Abstract: Current guidelines for chronic Hepatitis C recommend peginterferon-alpha and ribavirin combination therapy for 24 or 48 weeks, based on viral factors (genotype, viral load), host factors (stage of liver disease) and virological response during treatment. The main goal of treatment is eradication of Hepatitis C virus (HCV) infection which is defined by HCV RNA negativity 24 weeks after end of treatment (i.e. sustained virological response, SVR). SVR can be achieved in up to 80% of patients. Most patients, however, experience adverse events during therapy which significantly affect drug compliance and treatment outcome. Several strategies have been evaluated in order to optimize outcome of current peginterferon-based therapy, including higher dosing of peginterferon and/or ribavirin, and adjusting therapy duration.

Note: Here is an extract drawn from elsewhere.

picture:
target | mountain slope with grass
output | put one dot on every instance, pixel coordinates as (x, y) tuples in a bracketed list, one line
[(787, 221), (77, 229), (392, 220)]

Although some patients might benefit from these optimized treatment schedules, viral eradication remains unachievable in a substantial part of patients. In this perspective, there is a clear need for effective alternative or additional agents, especially as the burden of disease is expected to increase over the next decade. Potential novel antiviral targets are now being identified due to improved understanding of the HCV life cycle. Specifically targeted antiviral therapy for Hepatitis C (STAT-C) is in clinical development and has already shown to increase SVR rate. At this moment, however, SVR can only be achieved when combining new molecules with peginterferon therapy. The role of ribavirin has been questioned, but available evidence suggests that ribavirin has significant impact on treatment outcome and should therefore remain part of antiviral therapy. More than a decade of interferon-based therapy and potential new agents will be reviewed.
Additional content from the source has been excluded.